Y jugaron y se lo pasaron bien. Y les recordé que yo no he nacido aquí, igual que más de una tercera parte de los australianos, y que de sus abuelos solo uno es nacido aquí, de sus bisabuelos ninguno; mientras que los ascendientes de estos niños llevan en Australia más de cuarenta mil años, pero de ellos quedan ya muy pocos. Y volví a alegrarme de haber hecho este viaje, de estar tan lejos y de exponer un poco a mis hijos a otra cultura sin haber salido del país.

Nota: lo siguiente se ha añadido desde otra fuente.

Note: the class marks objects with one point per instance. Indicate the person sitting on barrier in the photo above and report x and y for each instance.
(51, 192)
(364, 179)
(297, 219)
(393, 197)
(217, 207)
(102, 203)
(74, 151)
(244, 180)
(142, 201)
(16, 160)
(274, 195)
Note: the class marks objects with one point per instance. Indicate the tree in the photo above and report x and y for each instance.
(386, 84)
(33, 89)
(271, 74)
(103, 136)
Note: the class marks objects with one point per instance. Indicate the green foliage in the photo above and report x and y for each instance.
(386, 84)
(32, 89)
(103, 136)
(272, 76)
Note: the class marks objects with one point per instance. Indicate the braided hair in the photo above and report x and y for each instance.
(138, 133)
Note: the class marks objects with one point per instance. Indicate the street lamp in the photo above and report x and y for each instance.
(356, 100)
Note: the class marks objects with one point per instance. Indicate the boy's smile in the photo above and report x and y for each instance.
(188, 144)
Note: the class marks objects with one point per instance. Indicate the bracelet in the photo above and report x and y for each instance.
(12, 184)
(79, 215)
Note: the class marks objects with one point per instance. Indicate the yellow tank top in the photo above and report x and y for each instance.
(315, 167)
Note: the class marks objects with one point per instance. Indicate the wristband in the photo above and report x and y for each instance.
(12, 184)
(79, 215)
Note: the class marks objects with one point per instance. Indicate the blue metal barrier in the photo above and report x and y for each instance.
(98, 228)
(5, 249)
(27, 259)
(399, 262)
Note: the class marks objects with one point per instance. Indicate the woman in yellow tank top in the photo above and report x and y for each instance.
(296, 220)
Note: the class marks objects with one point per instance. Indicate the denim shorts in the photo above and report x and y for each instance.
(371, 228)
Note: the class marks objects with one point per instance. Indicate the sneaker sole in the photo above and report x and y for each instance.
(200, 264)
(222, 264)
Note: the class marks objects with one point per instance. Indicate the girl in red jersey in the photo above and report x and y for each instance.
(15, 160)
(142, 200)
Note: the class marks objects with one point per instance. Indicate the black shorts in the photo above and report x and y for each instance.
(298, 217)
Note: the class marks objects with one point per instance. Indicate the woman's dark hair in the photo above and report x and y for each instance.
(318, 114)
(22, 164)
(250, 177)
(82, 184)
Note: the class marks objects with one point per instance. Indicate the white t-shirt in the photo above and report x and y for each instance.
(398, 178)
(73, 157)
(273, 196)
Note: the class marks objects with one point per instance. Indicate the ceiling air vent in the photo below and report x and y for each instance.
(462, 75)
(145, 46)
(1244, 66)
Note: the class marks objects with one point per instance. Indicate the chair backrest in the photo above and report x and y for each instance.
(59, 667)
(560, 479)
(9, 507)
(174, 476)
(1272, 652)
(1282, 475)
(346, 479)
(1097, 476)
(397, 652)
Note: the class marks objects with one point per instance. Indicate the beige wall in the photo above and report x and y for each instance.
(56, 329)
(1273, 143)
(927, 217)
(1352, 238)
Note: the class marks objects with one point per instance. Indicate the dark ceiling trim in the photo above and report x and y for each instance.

Después de una semana volvimos a dirigirnos hacia la costa y de repente mi móvil entró en cobertura. Detuve la autocaravana, alarmada por la cantidad de pitidos que me alertaron de numerosos mensajes de texto y llamadas perdidas. Eran de amigos y familiares que se preguntaban dónde estábamos y se ofrecían para ir a comprobar los daños en mi casa. Así fue como me enteré que el día después de nuestra marcha se había desencadenado un huracán en la costa sur que había hecho caer árboles y provocado muchos destrozos en varias propiedades de la zona donde vivimos. Con la suerte que suele acompañarme en los viajes, nosotros nos habíamos librado del huracán justo un día antes, conduciendo en la dirección opuesta a la que se dirigía.